Take backup power, a business case that relies on homeowners and businesses deciding that they’re willing to spend thousands, or tens of thousands, of dollars to keep the lights on during a power outage. Tesla’s Powerwall batteries, the heart of its residential energy storage push, are being sold as a backup system first, but with the promise that they’ll eventually be able to shift solar production and energy consumption in ways that will reduce bills and harness revenue mechanisms.
Similarly, most of the energy storage projects in New York, a state that’s put resiliency against future storms like Hurricane Sandy front and center in its grid plans, are meant to provide backup power first, while also tapping grid-services infrastructure revenues. Backup power can be of great value for industrial and commercial customers for whom downtime due to power outages can cost millions of dollars.
But for the typical home, GTM Research pegs the value of backup power at a relatively paltry $250 per year, meaning that cost-effective batteries will have to find other revenue streams. The rise of time-of-use rates, residential demand charges and distributed energy tariffs could provide the financial incentives to shift hour-by-hour energy consumption, although it’s hard to calculate the pathway to payback on those measures.
Then there’s the renewable integration business case, which requires a market with enough wind and solar power to be causing significant disruptions to the status quo. Hawaii was one of the first markets to call for energy storage for renewable integration, Manghani noted, with 60 to 200 megawatts of projects being sought by state utility HECO, and companies like SolarCity and Stem looking at off-grid and grid-integrated projects.
A similar trend is now being seen in California, where the concept of firm solar PPAs has gained traction, and there is interest in storage providing system-ramp support, he said. That’s drawn a long list of solar-storage partnerships into being, including Tesla and SolarCity, Sungevity and Sonnenbatterie, SunPower and Sunverge, Sunrun and Outback Power, SunEdison and Green Charge Networks, and Enphase and Eliiy, to name a few.
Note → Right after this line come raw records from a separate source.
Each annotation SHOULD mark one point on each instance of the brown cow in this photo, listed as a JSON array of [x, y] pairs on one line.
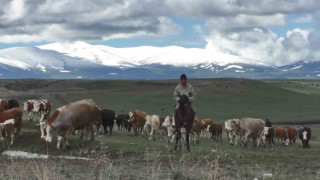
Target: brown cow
[[216, 131], [7, 130], [43, 107], [80, 115], [197, 129], [204, 124], [44, 125], [281, 134], [292, 134], [4, 105], [138, 119], [268, 135]]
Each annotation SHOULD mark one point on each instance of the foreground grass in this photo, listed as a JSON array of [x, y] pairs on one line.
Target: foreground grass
[[126, 155]]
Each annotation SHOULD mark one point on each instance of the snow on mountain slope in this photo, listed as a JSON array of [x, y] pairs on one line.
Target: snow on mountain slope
[[27, 58], [135, 56]]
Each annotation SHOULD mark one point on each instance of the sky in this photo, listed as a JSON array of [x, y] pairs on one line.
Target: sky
[[275, 32]]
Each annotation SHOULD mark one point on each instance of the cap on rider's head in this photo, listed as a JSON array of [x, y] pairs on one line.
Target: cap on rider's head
[[183, 76]]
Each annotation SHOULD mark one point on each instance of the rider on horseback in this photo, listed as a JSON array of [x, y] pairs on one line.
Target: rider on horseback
[[184, 88]]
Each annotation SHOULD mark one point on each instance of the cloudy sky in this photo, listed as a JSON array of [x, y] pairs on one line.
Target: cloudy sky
[[275, 32]]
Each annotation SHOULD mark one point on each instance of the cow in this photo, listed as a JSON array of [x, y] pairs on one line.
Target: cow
[[292, 134], [138, 119], [7, 130], [268, 136], [4, 105], [43, 125], [184, 118], [216, 131], [80, 115], [204, 124], [43, 107], [281, 135], [28, 106], [196, 130], [247, 128], [13, 113], [155, 126], [169, 125], [107, 117], [227, 127], [13, 103], [305, 135]]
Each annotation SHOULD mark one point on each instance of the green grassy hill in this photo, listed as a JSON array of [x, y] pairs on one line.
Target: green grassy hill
[[219, 99]]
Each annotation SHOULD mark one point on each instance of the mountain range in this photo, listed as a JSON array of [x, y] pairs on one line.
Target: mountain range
[[86, 61]]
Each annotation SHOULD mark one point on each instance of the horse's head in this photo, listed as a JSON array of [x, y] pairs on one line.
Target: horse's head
[[184, 100]]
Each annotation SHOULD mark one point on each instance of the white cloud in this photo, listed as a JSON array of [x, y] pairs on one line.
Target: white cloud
[[304, 19]]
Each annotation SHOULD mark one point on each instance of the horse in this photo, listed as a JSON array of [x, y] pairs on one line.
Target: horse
[[184, 118]]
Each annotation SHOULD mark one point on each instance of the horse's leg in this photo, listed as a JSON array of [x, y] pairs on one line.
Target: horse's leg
[[187, 139], [177, 139]]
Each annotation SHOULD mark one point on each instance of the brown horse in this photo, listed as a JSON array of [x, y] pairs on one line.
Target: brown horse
[[184, 118]]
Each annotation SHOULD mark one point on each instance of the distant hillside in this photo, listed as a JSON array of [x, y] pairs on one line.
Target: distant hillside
[[85, 61], [219, 99]]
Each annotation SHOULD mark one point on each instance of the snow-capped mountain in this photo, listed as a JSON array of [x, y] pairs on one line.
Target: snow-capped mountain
[[83, 60]]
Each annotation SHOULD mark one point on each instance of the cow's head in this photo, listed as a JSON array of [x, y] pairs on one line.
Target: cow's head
[[25, 106], [49, 133], [166, 122], [43, 129], [234, 128], [130, 117], [36, 106], [208, 128]]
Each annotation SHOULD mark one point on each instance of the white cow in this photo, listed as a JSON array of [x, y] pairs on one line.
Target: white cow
[[247, 128], [169, 124]]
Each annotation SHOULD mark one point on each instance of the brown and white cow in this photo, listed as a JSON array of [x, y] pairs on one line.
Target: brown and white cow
[[7, 130], [169, 125], [43, 107], [80, 115], [13, 113], [138, 119], [28, 106], [216, 131], [154, 122], [204, 125], [247, 128], [196, 130], [44, 125], [268, 136], [281, 135], [292, 135], [4, 105]]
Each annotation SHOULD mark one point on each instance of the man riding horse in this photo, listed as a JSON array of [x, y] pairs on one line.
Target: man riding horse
[[184, 113]]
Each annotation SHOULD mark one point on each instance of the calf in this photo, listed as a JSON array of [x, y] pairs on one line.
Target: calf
[[268, 135], [169, 125], [13, 113], [305, 135], [281, 134], [216, 131], [204, 124], [107, 117], [4, 105], [196, 130], [292, 134], [7, 130], [138, 119], [155, 126]]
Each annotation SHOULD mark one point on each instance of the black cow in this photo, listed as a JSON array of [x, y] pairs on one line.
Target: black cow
[[305, 135], [13, 103], [107, 117]]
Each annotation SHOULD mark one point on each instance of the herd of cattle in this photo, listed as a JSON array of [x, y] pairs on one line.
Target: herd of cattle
[[86, 117]]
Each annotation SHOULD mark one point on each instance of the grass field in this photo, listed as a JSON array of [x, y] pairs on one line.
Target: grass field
[[124, 156]]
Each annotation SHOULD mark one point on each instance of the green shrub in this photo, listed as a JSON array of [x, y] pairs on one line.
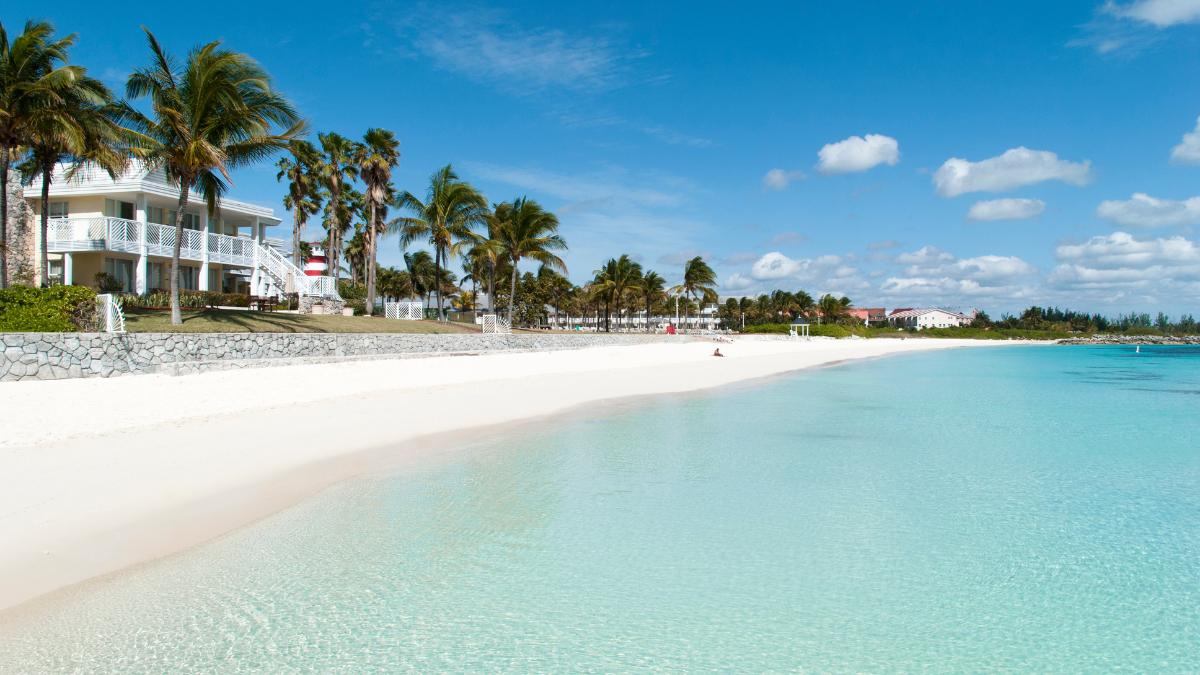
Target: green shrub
[[59, 309]]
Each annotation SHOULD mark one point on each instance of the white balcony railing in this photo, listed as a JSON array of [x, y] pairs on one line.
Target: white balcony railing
[[126, 236]]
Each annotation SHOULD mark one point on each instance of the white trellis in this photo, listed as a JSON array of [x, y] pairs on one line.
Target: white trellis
[[111, 316], [492, 323], [406, 310]]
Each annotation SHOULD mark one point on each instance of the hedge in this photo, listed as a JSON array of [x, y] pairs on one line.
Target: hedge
[[58, 309]]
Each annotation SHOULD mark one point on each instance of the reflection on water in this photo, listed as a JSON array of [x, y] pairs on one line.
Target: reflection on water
[[1029, 509]]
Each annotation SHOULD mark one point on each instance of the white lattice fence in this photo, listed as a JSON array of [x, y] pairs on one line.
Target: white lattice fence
[[111, 316], [406, 310], [492, 323]]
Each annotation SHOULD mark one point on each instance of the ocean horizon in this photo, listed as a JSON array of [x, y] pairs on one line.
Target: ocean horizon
[[1031, 508]]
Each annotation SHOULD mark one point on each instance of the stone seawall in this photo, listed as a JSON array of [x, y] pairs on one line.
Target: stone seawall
[[60, 356]]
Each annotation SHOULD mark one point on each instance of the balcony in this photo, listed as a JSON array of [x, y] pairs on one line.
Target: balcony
[[69, 236]]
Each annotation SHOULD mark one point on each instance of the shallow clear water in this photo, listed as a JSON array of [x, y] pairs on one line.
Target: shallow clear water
[[1027, 508]]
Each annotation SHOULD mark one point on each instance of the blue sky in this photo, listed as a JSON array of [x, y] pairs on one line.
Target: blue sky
[[966, 154]]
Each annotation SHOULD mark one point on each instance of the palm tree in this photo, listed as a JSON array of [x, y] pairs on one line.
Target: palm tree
[[79, 123], [444, 219], [699, 280], [833, 308], [214, 114], [301, 169], [529, 232], [378, 154], [33, 73], [653, 288], [336, 167]]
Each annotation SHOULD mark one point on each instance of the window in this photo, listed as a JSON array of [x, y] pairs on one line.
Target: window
[[114, 208], [157, 276], [121, 270], [187, 278]]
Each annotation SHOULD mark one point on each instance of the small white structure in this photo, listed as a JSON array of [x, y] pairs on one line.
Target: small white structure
[[405, 310], [928, 317], [492, 323], [799, 328]]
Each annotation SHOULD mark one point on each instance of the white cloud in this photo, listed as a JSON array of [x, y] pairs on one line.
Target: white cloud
[[1188, 150], [774, 266], [1121, 267], [1006, 209], [1143, 210], [737, 281], [1159, 13], [491, 48], [858, 153], [779, 179], [1015, 168], [924, 256]]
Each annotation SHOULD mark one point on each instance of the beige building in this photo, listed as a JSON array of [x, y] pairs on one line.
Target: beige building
[[125, 228]]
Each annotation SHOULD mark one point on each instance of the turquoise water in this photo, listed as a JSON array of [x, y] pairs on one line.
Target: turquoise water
[[1027, 508]]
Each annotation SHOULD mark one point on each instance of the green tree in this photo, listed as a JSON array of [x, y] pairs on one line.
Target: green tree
[[445, 217], [529, 232], [699, 281], [652, 288], [378, 155], [33, 72], [215, 113], [832, 308], [79, 123], [336, 169], [301, 169]]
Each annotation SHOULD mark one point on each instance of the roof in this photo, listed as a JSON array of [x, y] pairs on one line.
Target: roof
[[94, 180], [921, 311]]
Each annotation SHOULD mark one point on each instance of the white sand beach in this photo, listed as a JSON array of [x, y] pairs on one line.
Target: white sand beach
[[99, 475]]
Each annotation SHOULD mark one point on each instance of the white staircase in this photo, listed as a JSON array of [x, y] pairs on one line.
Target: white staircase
[[275, 276]]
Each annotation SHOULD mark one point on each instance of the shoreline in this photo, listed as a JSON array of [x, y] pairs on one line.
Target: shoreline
[[93, 491]]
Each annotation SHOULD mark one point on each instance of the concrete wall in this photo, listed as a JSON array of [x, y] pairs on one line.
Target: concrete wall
[[60, 356]]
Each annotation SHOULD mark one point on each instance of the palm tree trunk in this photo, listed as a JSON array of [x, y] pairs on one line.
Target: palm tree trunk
[[513, 292], [5, 159], [43, 258], [437, 278], [177, 316], [370, 256], [295, 237], [491, 288]]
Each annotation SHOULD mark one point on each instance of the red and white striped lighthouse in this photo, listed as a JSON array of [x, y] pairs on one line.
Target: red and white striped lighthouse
[[316, 264]]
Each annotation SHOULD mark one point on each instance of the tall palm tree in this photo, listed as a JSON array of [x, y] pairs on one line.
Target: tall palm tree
[[336, 168], [33, 72], [445, 217], [78, 123], [653, 288], [699, 280], [215, 113], [529, 232], [378, 154], [301, 169]]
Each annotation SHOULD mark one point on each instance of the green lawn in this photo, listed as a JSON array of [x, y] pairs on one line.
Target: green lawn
[[232, 321]]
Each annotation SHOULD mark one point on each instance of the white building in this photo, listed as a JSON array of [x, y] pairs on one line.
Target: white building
[[126, 228], [928, 317]]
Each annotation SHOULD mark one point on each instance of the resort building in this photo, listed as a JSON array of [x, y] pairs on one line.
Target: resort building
[[928, 317], [869, 315], [124, 231]]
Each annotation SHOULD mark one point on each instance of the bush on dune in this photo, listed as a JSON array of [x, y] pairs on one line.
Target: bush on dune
[[59, 309]]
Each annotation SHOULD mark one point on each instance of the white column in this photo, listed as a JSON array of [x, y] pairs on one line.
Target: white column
[[141, 274], [203, 281]]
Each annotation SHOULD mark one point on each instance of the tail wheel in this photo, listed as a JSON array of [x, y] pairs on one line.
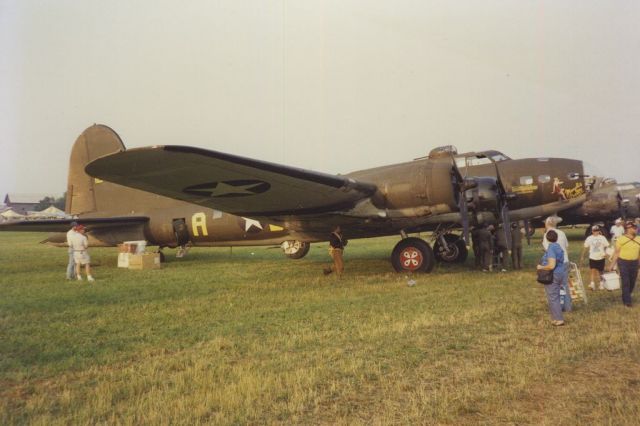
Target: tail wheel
[[295, 249], [457, 252], [412, 255]]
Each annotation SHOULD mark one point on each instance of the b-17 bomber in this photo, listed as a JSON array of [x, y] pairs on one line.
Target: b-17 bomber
[[176, 196]]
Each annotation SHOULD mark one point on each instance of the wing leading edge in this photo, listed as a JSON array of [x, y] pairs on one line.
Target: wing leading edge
[[230, 183], [62, 225]]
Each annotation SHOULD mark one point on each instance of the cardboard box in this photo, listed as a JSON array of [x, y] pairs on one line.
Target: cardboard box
[[144, 261], [123, 260], [136, 247]]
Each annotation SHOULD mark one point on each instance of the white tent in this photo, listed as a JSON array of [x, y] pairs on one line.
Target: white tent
[[11, 215]]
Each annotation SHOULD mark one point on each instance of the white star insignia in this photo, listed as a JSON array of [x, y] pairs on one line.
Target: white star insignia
[[248, 223]]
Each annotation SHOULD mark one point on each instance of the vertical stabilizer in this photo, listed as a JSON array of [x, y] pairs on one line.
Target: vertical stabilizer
[[94, 142]]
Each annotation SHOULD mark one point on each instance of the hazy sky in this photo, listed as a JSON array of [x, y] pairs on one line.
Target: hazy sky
[[333, 86]]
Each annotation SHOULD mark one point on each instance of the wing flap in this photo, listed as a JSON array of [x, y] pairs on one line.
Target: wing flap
[[230, 183]]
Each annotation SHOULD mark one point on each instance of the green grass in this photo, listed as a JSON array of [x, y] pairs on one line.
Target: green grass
[[247, 336]]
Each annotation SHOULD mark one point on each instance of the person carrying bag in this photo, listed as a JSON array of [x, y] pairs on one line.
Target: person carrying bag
[[552, 264]]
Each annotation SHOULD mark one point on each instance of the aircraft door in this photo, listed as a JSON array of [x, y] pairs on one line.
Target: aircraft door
[[181, 231]]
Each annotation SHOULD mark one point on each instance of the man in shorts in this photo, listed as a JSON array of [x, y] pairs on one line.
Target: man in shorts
[[71, 265], [597, 245], [79, 243]]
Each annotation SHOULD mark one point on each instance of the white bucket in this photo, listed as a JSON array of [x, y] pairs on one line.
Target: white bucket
[[611, 280]]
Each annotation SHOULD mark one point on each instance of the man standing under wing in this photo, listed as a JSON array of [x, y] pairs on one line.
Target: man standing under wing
[[80, 243]]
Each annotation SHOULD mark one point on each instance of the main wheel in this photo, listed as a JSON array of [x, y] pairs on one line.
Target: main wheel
[[457, 252], [412, 255], [295, 249]]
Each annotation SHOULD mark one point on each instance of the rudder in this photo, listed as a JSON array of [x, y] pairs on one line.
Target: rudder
[[94, 142]]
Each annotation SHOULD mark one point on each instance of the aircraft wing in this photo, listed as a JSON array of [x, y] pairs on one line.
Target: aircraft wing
[[230, 183], [63, 225]]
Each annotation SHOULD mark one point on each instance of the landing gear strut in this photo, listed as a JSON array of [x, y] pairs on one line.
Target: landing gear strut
[[449, 248], [412, 255]]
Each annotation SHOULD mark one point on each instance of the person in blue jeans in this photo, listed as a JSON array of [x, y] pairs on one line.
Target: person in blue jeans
[[551, 223], [553, 260]]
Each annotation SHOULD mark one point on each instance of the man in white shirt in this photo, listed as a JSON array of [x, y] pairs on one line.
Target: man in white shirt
[[79, 243], [617, 230], [597, 244], [549, 224], [71, 265]]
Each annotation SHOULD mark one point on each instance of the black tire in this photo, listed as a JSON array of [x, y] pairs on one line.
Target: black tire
[[457, 250], [412, 255], [295, 249]]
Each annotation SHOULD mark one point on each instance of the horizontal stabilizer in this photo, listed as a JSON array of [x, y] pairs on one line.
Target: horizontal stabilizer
[[230, 183]]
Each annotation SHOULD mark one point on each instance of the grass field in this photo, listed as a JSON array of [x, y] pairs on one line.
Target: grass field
[[247, 336]]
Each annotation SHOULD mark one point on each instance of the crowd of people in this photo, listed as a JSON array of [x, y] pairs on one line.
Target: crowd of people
[[625, 257]]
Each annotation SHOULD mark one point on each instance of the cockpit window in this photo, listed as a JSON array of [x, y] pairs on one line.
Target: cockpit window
[[526, 180], [499, 157], [626, 187], [478, 161]]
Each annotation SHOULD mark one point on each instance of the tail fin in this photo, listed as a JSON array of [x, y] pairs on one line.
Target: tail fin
[[92, 197], [94, 142]]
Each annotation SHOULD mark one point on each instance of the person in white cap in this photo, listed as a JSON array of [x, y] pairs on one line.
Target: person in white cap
[[597, 244], [80, 243], [616, 231], [71, 265]]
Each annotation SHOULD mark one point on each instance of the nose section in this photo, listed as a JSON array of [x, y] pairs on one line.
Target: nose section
[[567, 178]]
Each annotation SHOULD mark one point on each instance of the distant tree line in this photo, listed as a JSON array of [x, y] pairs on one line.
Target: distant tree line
[[52, 201]]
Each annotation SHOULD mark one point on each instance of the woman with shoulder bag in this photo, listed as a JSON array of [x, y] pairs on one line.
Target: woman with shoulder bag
[[552, 261]]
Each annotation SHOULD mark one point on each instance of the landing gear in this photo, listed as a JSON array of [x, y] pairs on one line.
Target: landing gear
[[412, 255], [455, 250], [295, 249]]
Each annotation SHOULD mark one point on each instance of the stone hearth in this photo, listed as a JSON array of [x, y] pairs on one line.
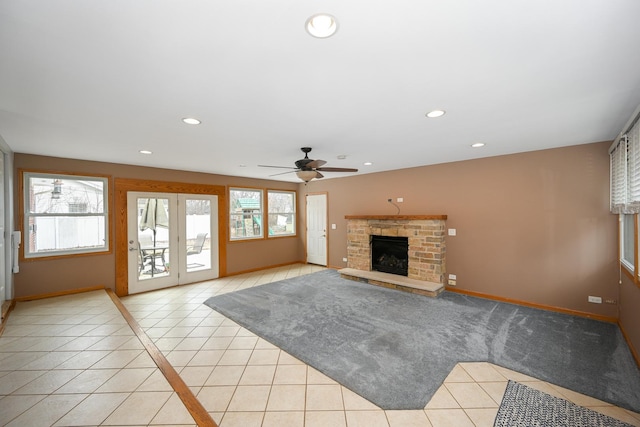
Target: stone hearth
[[427, 250]]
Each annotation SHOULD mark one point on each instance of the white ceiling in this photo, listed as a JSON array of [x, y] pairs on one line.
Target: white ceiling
[[101, 80]]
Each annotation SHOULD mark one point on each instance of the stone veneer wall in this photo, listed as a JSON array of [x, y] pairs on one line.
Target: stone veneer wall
[[426, 235]]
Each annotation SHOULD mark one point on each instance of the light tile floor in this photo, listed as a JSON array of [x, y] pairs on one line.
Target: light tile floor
[[74, 361]]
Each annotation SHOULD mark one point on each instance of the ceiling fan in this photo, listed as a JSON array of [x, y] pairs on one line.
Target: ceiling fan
[[308, 169]]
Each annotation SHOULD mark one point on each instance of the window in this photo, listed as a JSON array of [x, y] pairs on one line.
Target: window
[[64, 214], [627, 236], [245, 216], [625, 190], [282, 213]]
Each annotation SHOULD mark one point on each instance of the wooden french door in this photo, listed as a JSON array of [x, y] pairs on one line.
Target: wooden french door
[[123, 186]]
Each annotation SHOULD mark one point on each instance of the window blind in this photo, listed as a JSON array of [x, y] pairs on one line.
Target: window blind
[[618, 168], [625, 171]]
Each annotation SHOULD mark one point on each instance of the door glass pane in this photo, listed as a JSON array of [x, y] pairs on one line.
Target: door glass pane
[[198, 234], [153, 238], [628, 232]]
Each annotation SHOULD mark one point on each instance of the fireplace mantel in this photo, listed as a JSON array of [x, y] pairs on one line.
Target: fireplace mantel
[[397, 217]]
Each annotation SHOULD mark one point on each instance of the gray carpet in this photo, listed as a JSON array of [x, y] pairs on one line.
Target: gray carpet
[[395, 348], [524, 406]]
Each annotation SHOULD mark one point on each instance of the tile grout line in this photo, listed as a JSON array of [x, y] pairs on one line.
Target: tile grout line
[[193, 405]]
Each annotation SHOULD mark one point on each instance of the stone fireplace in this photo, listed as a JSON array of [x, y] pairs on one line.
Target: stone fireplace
[[426, 250]]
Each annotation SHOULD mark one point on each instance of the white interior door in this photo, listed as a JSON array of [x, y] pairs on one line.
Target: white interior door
[[317, 229], [3, 290]]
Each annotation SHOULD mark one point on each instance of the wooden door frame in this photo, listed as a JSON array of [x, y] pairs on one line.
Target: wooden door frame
[[124, 185]]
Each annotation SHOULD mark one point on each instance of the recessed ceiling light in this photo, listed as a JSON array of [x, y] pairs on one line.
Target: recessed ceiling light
[[321, 25], [435, 113]]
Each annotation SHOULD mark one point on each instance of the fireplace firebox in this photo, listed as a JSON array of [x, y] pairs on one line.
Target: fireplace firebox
[[390, 254]]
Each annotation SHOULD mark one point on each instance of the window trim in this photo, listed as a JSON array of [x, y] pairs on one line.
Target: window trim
[[23, 216], [265, 213], [294, 213], [262, 209]]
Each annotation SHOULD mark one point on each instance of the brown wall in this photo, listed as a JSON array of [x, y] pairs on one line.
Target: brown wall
[[532, 227], [630, 313], [38, 277]]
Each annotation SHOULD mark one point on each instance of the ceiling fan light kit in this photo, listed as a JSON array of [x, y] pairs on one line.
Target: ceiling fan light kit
[[307, 169], [321, 25]]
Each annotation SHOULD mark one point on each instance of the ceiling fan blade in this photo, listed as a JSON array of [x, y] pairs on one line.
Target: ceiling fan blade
[[337, 169], [315, 164], [282, 173], [281, 167]]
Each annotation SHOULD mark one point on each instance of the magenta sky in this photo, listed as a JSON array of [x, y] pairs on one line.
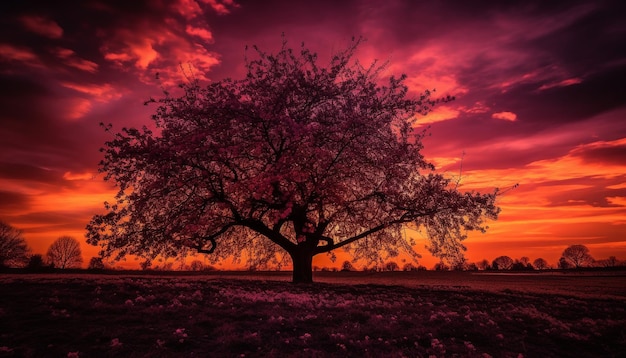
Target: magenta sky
[[539, 84]]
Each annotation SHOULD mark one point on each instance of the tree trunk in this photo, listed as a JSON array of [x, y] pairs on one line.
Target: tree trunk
[[302, 260]]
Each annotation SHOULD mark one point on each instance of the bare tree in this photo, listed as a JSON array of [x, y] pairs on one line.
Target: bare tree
[[502, 263], [65, 252], [540, 264], [13, 248], [578, 256], [35, 262], [294, 160]]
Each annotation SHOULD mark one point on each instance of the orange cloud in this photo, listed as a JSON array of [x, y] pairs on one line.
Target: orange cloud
[[221, 7], [563, 83], [507, 116], [102, 93], [20, 54], [201, 33], [71, 60], [42, 26], [439, 114]]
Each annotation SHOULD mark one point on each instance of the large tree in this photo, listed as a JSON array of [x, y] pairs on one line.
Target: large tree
[[578, 256], [65, 252], [13, 247], [294, 160]]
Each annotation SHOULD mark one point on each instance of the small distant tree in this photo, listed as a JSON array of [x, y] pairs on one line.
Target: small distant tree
[[35, 262], [483, 265], [441, 266], [578, 256], [612, 261], [347, 266], [13, 248], [502, 263], [96, 263], [391, 266], [196, 265], [65, 253], [540, 264], [564, 263], [145, 265], [295, 159], [409, 267]]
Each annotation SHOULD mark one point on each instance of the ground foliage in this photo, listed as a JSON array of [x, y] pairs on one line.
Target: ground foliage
[[185, 316]]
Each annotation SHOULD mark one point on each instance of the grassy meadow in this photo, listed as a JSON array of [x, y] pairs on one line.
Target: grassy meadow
[[354, 314]]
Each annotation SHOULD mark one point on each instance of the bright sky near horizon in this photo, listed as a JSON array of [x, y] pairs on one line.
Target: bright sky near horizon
[[539, 85]]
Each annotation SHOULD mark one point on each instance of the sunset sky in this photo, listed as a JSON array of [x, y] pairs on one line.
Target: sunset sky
[[540, 88]]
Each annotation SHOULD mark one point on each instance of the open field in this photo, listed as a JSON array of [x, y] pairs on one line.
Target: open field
[[418, 314]]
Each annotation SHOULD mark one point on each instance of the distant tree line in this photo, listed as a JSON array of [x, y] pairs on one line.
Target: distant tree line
[[65, 253]]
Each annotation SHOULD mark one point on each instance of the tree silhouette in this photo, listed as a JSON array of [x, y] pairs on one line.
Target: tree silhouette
[[35, 262], [540, 264], [578, 256], [13, 247], [483, 265], [391, 266], [347, 266], [502, 263], [196, 265], [292, 161], [64, 253], [96, 263]]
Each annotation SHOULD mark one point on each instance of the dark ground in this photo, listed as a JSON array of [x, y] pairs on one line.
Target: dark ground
[[419, 314]]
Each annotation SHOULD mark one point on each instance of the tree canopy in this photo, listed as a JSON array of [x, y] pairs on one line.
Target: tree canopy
[[65, 252], [13, 248], [293, 160], [578, 256]]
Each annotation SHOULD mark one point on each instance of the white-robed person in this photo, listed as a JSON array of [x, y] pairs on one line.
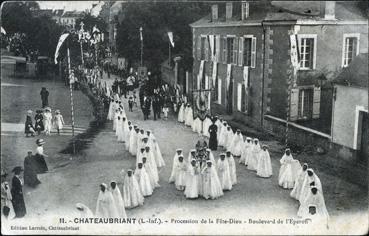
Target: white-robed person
[[223, 135], [237, 144], [181, 171], [254, 155], [197, 125], [181, 113], [189, 116], [313, 207], [224, 172], [211, 185], [264, 168], [232, 167], [132, 195], [156, 149], [288, 170], [192, 180], [296, 191], [118, 199], [246, 151], [178, 153], [105, 206], [143, 180]]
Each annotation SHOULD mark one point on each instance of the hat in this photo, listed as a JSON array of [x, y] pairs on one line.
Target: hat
[[17, 169], [40, 141]]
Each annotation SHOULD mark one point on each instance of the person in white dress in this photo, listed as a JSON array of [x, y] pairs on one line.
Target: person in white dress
[[143, 180], [296, 191], [181, 170], [172, 177], [224, 173], [246, 151], [118, 200], [211, 185], [47, 120], [237, 144], [264, 168], [252, 162], [58, 121], [288, 171], [105, 206], [232, 167], [132, 195], [192, 180]]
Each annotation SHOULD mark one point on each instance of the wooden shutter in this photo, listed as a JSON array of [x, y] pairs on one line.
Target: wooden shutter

Meanwhile, states from Arizona to Maryland are launching residential solar-storage pilot projects.
GTM Research predicts the U.S. solar-storage market will reach $1 billion by 2018, a fiftyfold increase from 2014, and more than $3 billion by 2020, with behind-the-meter storage making up most of the growth. But much of that growth will be predicated on existing values like demand-charge management, as well as mitigating the potential negative effects of changing solar net-metering regulations in states like California, Hawaii and Arizona.
Charting the future value of storage, calculated in terms of its integral role for a grid with a growing share of intermittent solar and wind resources, is a much more complex task -- but one that will be central to the industry's success over the long haul.